Durch ihren hohen Anteil an Fruchtzucker glänzt die Traube mit köstlichsüßem Aroma und gilt als erstklassiger Energiespender. Zudem steckt sie voller Vitamine und Polyphenole (bioaktive Substanzen wie natürliche Farb- und Geschmackstoffe sowie Gerbsäuren), unterstützt den Aufbau von neuen Zellen und schützt diese vor freien Radikalen.

Ihre ausgewogene Wirkstoffvielfalt macht die Traube besonders wertvoll und stellt sie in den Mittelpunkt der traditionellen und wohltuenden Entschlackungskur.
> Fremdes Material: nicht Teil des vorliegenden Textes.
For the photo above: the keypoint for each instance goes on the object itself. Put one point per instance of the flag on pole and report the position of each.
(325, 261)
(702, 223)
12 Monate im Jahr - Kühlschiffe für Vitaminbomben

Als einer der weltweit größten Anbieter von Frischobst bietet die Firma Dole eine große Bandbreite der verschiedensten Fruchtsorten an. So gehören Ananas, Bananen, Trauben und Äpfel unangefochten zu Deutschlands beliebtesten Muntermachern. Damit sie auch immer auf den Punkt reif in die Obsttheke kommen, nutzt man bei Dole 24 zum Teil eigene Kühlschiffe, die die Vitaminbomben aus ihren Herkunftsländern innerhalb kürzester Zeit zu den Verbrauchern liefern. Ihre charakteristische Süße erhalten die Früchte unter anderem unter der Sonne Costa Ricas, Kolumbiens, Perus, Südafrikas, Honduras, Chiles, Brasiliens und Neuseelands.